In the simulation study, compared to before registration, registrations significantly reduced estimation errors of MCD of all VOIs, LSF (Scheme 1: - 100.28%, Scheme 2: - 101.59%), and TNR (Scheme 1: - 7.00%, Scheme 2: - 5.67%), as well as MIA (Scheme 1: - 3.22%, Scheme 2: - 2.40%). In the clinical study, Scheme 1 reduced 33.68% LSF and increased 14.75% TNR, while Scheme 2 reduced 38.88% LSF and increased 6.28% TNR compared to before registration. One patient may change from Y radioembolization untreatable to treatable and other patients may change the MIA up to 25% after registration. NMI between SPECT and CT was significantly increased after registrations in both studies.
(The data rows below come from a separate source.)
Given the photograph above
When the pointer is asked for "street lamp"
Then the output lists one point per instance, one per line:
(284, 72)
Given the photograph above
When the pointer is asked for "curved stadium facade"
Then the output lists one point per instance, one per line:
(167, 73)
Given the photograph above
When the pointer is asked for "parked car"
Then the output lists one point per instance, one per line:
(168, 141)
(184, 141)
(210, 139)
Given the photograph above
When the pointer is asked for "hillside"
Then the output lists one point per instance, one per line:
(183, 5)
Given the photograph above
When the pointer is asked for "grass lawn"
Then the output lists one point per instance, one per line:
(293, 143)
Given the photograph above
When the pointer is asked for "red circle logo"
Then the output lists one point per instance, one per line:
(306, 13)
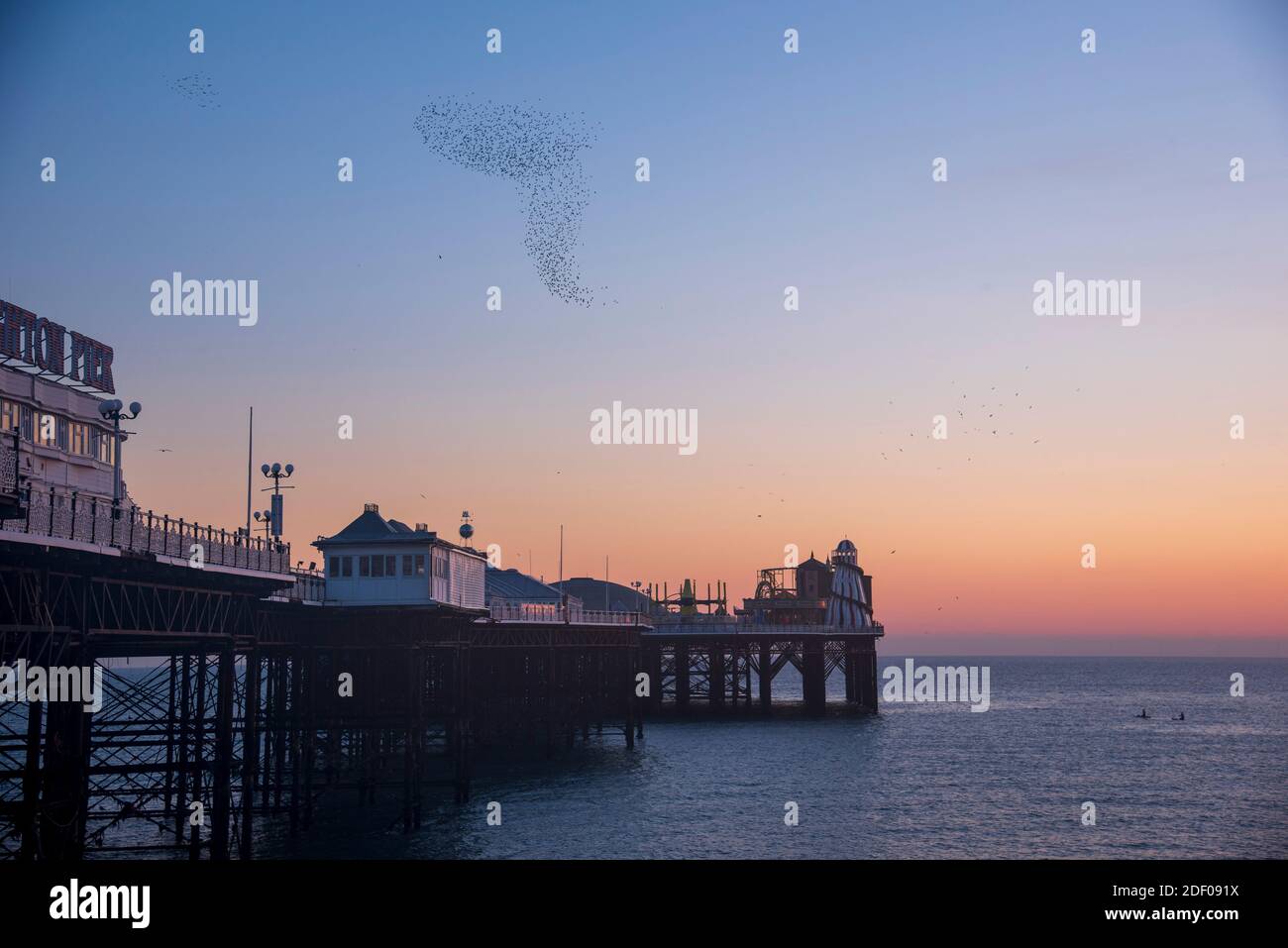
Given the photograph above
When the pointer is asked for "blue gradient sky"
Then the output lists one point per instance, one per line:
(767, 170)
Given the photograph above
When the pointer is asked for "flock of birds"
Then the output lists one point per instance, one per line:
(198, 89)
(987, 421)
(537, 151)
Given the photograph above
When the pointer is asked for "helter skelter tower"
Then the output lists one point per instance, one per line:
(848, 605)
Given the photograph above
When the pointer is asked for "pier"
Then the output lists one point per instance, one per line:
(252, 700)
(732, 668)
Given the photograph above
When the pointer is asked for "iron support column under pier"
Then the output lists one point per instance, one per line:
(767, 675)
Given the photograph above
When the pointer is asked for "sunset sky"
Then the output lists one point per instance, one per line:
(768, 170)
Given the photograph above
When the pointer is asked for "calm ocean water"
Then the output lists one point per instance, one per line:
(921, 781)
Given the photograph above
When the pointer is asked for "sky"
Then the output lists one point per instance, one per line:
(768, 168)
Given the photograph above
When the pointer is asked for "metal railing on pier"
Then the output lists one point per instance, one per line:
(741, 625)
(129, 528)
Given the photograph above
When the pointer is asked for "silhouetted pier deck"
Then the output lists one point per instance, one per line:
(249, 700)
(709, 665)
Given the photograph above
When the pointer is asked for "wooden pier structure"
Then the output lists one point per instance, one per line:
(244, 702)
(730, 668)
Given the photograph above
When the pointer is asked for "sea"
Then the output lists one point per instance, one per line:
(917, 781)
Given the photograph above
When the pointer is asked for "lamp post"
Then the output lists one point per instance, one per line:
(112, 410)
(277, 473)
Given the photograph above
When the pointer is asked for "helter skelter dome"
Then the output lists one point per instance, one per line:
(846, 552)
(848, 605)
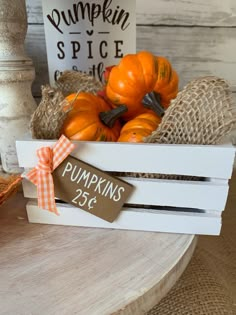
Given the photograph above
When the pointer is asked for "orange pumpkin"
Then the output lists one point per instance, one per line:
(84, 121)
(139, 127)
(141, 80)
Registration between static [Tc]Tc-MAA SPECT and corresponding CTs is feasible to reduce their spatial mismatch and improve dosimetric estimation. The improvement of LSF is larger than TNR. Our method can potentially improve patient selection and personalized treatment planning for liver radioembolization.
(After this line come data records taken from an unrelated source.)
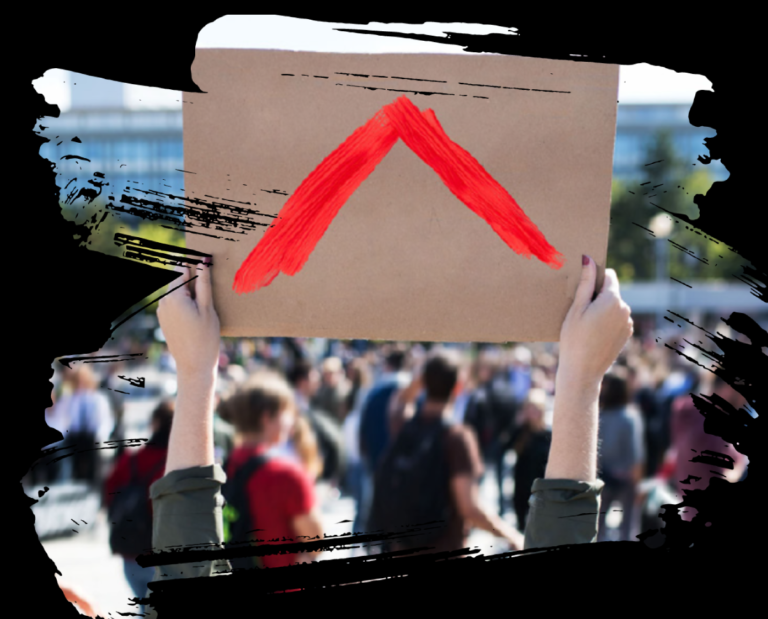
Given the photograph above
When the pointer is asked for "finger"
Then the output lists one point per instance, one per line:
(586, 285)
(204, 292)
(610, 284)
(190, 275)
(183, 291)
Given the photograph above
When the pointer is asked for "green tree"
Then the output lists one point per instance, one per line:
(664, 183)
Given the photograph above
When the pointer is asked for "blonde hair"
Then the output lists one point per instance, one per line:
(263, 393)
(305, 443)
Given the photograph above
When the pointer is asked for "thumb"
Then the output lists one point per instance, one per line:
(203, 291)
(586, 287)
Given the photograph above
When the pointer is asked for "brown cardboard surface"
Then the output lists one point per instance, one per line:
(404, 259)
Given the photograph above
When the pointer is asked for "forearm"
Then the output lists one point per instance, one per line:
(573, 452)
(191, 439)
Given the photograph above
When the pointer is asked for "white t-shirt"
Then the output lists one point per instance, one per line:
(82, 411)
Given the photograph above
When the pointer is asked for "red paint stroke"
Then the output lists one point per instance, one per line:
(287, 244)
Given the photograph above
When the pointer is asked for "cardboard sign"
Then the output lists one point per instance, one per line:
(414, 185)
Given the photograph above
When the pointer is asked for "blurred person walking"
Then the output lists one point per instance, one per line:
(621, 454)
(86, 415)
(305, 380)
(530, 441)
(359, 375)
(331, 394)
(689, 438)
(374, 427)
(126, 495)
(264, 489)
(491, 411)
(432, 469)
(110, 384)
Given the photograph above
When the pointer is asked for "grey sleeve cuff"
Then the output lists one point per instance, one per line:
(186, 507)
(562, 511)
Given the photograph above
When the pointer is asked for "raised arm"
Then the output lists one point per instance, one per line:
(191, 329)
(186, 501)
(592, 336)
(565, 504)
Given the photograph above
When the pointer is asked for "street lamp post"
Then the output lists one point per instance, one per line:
(661, 226)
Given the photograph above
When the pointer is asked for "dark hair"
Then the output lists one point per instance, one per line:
(396, 360)
(299, 372)
(614, 392)
(440, 374)
(265, 393)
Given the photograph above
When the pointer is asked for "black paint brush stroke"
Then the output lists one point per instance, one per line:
(74, 306)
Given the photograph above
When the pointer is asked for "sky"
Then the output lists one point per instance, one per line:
(641, 83)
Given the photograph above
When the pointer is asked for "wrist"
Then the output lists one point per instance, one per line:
(197, 375)
(578, 381)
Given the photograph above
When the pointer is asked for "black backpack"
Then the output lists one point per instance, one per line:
(237, 516)
(412, 484)
(130, 514)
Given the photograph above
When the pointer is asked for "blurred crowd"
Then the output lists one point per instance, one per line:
(342, 426)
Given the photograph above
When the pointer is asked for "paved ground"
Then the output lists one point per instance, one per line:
(86, 563)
呼吸和身体运动导致静态[Tc]Tc-MAA SPECT 与 CT 之间的配准错误,从而导致用于 Y 放射性栓塞治疗计划的肺分流分数(LSF)和肿瘤与正常肝比值(TNR)错误。我们旨在使用两种配准方案来减轻[Tc]Tc-MAA SPECT 与 CT 之间的配准错误,该方案基于模拟和临床数据。
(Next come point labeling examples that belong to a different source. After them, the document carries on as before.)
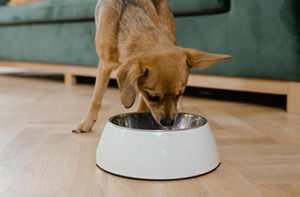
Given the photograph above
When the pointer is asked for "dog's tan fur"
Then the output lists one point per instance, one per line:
(138, 36)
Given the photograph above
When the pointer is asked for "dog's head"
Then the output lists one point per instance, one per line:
(161, 79)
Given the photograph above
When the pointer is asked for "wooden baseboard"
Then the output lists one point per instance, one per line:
(291, 89)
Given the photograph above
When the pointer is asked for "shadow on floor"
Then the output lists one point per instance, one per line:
(271, 100)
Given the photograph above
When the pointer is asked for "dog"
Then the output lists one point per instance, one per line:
(139, 38)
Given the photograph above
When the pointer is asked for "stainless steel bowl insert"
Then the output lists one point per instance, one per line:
(145, 121)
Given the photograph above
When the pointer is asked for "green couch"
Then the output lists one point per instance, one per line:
(263, 36)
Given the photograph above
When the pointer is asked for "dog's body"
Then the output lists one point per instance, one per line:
(139, 36)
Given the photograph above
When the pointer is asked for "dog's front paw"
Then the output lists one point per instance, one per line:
(84, 126)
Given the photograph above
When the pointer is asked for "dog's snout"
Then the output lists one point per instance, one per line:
(167, 122)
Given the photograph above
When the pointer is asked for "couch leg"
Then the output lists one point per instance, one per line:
(293, 98)
(69, 79)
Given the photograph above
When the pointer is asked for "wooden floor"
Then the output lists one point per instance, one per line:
(39, 156)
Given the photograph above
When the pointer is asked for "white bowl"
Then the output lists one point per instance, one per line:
(133, 145)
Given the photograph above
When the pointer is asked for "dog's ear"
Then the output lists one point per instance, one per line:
(199, 59)
(127, 78)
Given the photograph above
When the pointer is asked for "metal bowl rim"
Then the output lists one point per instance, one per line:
(155, 130)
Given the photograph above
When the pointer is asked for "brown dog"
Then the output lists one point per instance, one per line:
(139, 37)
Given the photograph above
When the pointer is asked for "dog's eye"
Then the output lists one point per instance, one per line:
(153, 98)
(178, 95)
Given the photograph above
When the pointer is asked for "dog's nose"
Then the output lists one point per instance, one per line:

在模拟研究中,对 70 个 XCAT 体模进行了建模。使用 SIMIND 蒙特卡罗程序和 OS-EM 算法分别进行投影生成和重建。低剂量 CT(LDCT)在吸气末模拟用于衰减校正(AC)、肺和肝分割,而对比增强 CT(CECT)则模拟用于肿瘤和灌注肝分割。在临床研究中,对 16 例患者的数据(包括[Tc]Tc-MAA SPECT/LDCT 和 CECT 以及观察到的 SPECT 和 CT 不匹配)进行了分析。研究了两种基于肝的配准方案:SPECT 配准到 LDCT/CECT 以及反之亦然。比较了配准前后不同体积感兴趣区(VOI)的平均计数密度(MCD)、归一化互信息(NMI)、LSF、TNR 和基于分区模型的最大注入活性(MIA)。采用 Wilcoxon 符号秩检验。
在模拟研究中,与配准前相比,配准显著降低了所有 VOI 的 MCD、LSF(方案 1:-100.28%,方案 2:-101.59%)和 TNR(方案 1:-7.00%,方案 2:-5.67%)以及 MIA(方案 1:-3.22%,方案 2:-2.40%)的估计误差。在临床研究中,方案 1 降低了 33.68%的 LSF,并增加了 14.75%的 TNR,而方案 2 降低了 38.88%的 LSF,并增加了 6.28%的 TNR。与配准前相比,一位患者可能从 Y 放射性栓塞治疗不可行变为可行,其他患者的 MIA 可能增加 25%。在两项研究中,配准后 SPECT 与 CT 之间的 NMI 显著增加。
静态[Tc]Tc-MAA SPECT 与相应 CT 之间的配准是可行的,可以减少它们之间的空间不匹配,并提高剂量估计。LSF 的改善大于 TNR。我们的方法有可能改善肝脏放射性栓塞治疗的患者选择和个体化治疗计划。